Circadian clock-controlled regulation of cGMP-protein kinase G in the nocturnal domain

The suprachiasmatic nucleus (SCN) circadian clock exhibits a recurrent series of dynamic cellular states, characterized by the ability of exogenous signals to activate defined kinases that alter clock time. To explore potential relationships between kinase activation by exogenous signals and endogenous control mechanisms, we examined dock-controlled protein kinase G (PKG) regulation in the mammalian SCN. Signaling via the cGMP-PKG pathway is required for light- or glutamate (GLU)-induced phase advance in late night. Spontaneous cGMP-PKG activation occurred at the end of subjective night in free-running SCN in vitro.

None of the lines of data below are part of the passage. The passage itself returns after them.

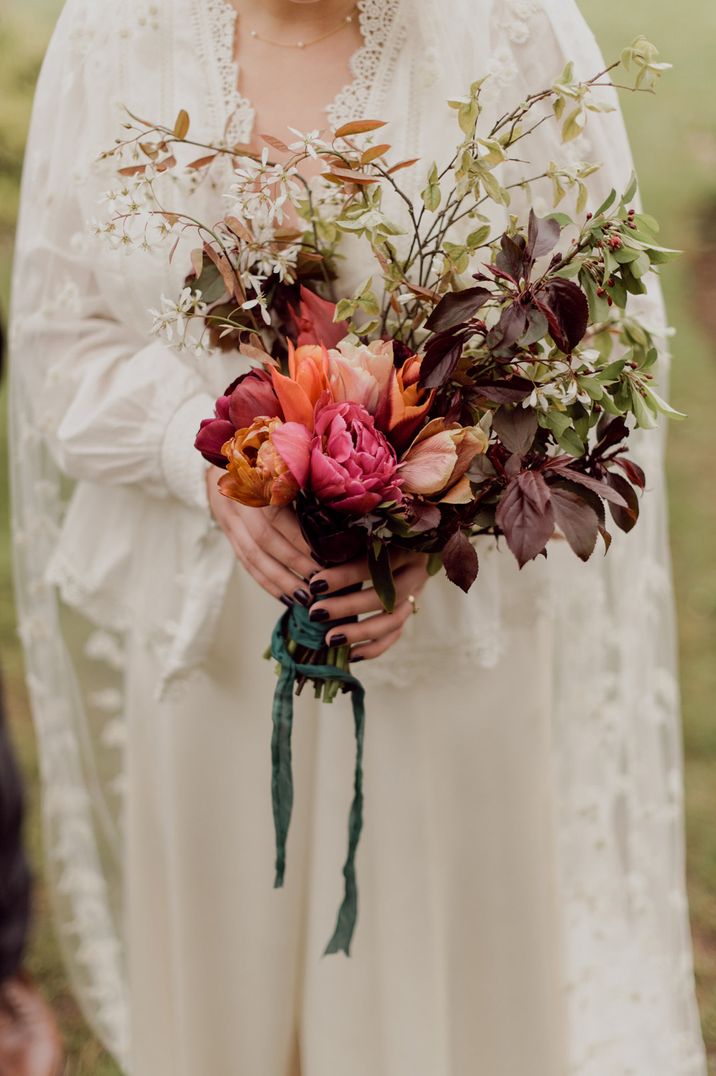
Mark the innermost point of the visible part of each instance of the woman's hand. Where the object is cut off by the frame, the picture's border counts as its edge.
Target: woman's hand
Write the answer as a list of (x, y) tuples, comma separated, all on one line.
[(375, 634), (267, 541)]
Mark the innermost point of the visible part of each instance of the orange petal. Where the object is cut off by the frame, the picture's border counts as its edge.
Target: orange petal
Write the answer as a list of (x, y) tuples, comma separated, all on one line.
[(429, 466), (294, 402)]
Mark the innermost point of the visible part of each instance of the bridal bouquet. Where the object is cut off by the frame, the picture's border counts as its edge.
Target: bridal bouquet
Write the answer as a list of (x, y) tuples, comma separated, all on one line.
[(476, 383)]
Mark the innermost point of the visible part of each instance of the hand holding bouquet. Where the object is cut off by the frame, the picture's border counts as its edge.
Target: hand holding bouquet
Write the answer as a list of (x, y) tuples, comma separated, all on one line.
[(487, 386)]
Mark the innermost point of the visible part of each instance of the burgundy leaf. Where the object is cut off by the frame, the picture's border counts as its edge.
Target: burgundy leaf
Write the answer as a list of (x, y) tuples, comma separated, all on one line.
[(524, 514), (423, 517), (516, 428), (457, 308), (607, 492), (632, 470), (510, 258), (566, 310), (625, 518), (577, 521), (536, 328), (511, 324), (460, 561), (543, 236), (505, 392), (441, 356), (606, 538)]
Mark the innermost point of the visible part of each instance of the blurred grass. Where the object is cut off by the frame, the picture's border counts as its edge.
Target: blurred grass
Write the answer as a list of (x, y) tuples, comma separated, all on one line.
[(675, 145)]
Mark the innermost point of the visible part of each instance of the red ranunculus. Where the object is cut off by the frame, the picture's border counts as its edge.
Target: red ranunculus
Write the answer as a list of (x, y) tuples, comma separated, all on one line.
[(248, 398)]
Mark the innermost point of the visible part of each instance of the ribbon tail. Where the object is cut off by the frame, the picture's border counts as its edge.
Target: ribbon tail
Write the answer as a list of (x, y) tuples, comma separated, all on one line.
[(348, 911), (281, 767)]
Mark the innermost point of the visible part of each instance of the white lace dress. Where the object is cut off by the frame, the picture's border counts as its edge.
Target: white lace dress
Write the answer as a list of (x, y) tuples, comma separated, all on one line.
[(521, 867)]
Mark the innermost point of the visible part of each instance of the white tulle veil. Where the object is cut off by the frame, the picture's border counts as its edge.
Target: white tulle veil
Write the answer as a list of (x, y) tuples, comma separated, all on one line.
[(616, 732)]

Phasing of the SCN rhythm in vitro was delayed by ∼3 hr after treatment with guanylyl cyclase (GC) inhibitors, PKG inhibition, or antisense oligodeoxynucleotide (αODN) specific for PKG, but not PKA inhibitor or mismatched ODN. This sensitivity to GC-PKG inhibition was limited to the same 2 hr time window demarcated by clock-controlled activation of cGMP-PKG. Inhibition of the cGMP-PKG pathway at this time caused delays in the phasing of four endogenous rhythms: wheel-running activity, neuronal activity, cGMP, and Per1. Timing of the cGMP-PKG-necessary window in both rat and mouse depended on clock phase, established by the antecedent light/dark cycle rather than solar time. Because behavioral, neurophysiological, biochemical, and molecular rhythms showed the same temporal sensitivities and qualitative responses, we predict that clock-regulated GC-cGMP-PKG activation may provide a necessary cue as to clock state at the end of the nocturnal domain. Because sensitivity to phase advance by light-GLU-activated GC-cGMP-PKG occurs in juxtaposition, these signals may induce a premature shift to this PKG-necessary clock state.